Gennaio è filato via anonimo: 4 pari consecutivi che hanno permesso alla Juve capolista di allontanarsi e al Napoli terzo di avvicinarsi.
INVOLUZIONE ACCERTATA - Garcia è infastidito. Non sopporta il confronto con la Roma di un anno fa. «Non è la stessa rosa e non ci sono gli stessi impegni, la Champions e l’Europa League cambiano tutto: si gioca ogni 3 giorni». La difesa, però, prende più gol e l'attacco ne fa meno. «Lavoriamo ogni giorno per essere più solidi dietro, dove ho altri calciatori, e più efficaci in attacco». Una squadra, intanto, non si è proprio presentata a Cagliari: infortunati, squalificati e nazionali. «Non mi era mai accaduto. Le assenze, però, non mi interessano. Mi concentro su chi è qui con me». Sbuffa se gli ricordano i troppi imprevisti. «Non è solo colpa della fatalità e della sfortuna. Ma la sfortuna c'è: penso a Strootman e Iturbe. Il cerchio vizioso è quando ti manca mezza squadra. E' la nostra storia di oggi. Quando torneranno tutti, spero presto, cercheremo di finire la stagione con la squadra che sarà più forte sul lungo periodo».

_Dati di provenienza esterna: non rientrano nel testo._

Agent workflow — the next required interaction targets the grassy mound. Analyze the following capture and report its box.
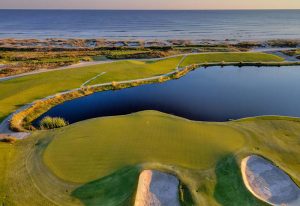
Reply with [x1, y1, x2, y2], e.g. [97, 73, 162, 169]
[0, 111, 300, 206]
[180, 52, 284, 66]
[44, 111, 245, 183]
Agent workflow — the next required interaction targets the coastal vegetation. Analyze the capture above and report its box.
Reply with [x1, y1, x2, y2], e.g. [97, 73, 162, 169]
[0, 52, 300, 206]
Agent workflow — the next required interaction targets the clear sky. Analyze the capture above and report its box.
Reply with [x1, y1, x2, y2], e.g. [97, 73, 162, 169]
[0, 0, 300, 9]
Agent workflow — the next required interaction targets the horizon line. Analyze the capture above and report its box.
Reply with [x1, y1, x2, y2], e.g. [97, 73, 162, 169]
[0, 8, 300, 11]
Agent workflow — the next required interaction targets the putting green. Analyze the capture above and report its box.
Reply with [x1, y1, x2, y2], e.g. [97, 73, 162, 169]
[44, 111, 245, 183]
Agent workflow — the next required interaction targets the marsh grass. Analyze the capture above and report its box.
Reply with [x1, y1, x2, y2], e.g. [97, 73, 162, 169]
[40, 116, 69, 129]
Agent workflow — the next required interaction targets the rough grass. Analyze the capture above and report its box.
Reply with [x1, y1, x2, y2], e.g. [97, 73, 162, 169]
[180, 52, 284, 67]
[0, 111, 300, 206]
[0, 57, 181, 121]
[40, 117, 69, 129]
[0, 53, 282, 121]
[44, 112, 245, 183]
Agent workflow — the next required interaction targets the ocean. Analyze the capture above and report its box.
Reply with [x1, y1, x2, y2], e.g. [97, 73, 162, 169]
[0, 10, 300, 41]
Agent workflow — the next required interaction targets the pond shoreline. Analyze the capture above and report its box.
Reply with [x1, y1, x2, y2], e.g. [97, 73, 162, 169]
[0, 62, 300, 132]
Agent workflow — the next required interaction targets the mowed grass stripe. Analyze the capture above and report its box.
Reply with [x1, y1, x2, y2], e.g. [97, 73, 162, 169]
[44, 111, 245, 183]
[0, 57, 181, 121]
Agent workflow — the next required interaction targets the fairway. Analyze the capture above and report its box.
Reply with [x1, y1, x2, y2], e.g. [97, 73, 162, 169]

ONESTO E REALISTA - Così non se la sente di dire che la Roma è comunque superiore al Cagliari. «Se i presenti fossero al meglio, sì...». E' sincero sul caso Ibarbo: «Era guarito dall’infortunio al polpaccio e ha un tendine rotuleo da sorvegliare, per questo era prevista la visita a Barcellona. Se abbiamo preso un rischio, è stato in partita. Avevamo valutato, lui per primo, che era pronto per giocare 30 minuti. Per non rischiare. E' entrato bene, una delle cose positive di quella partita. Il giorno dopo, in allenamento, non gli abbiamo chiesto tiri, salti e scatti. E non si è infortunato allo stesso muscolo». Sospira: «Fatalità».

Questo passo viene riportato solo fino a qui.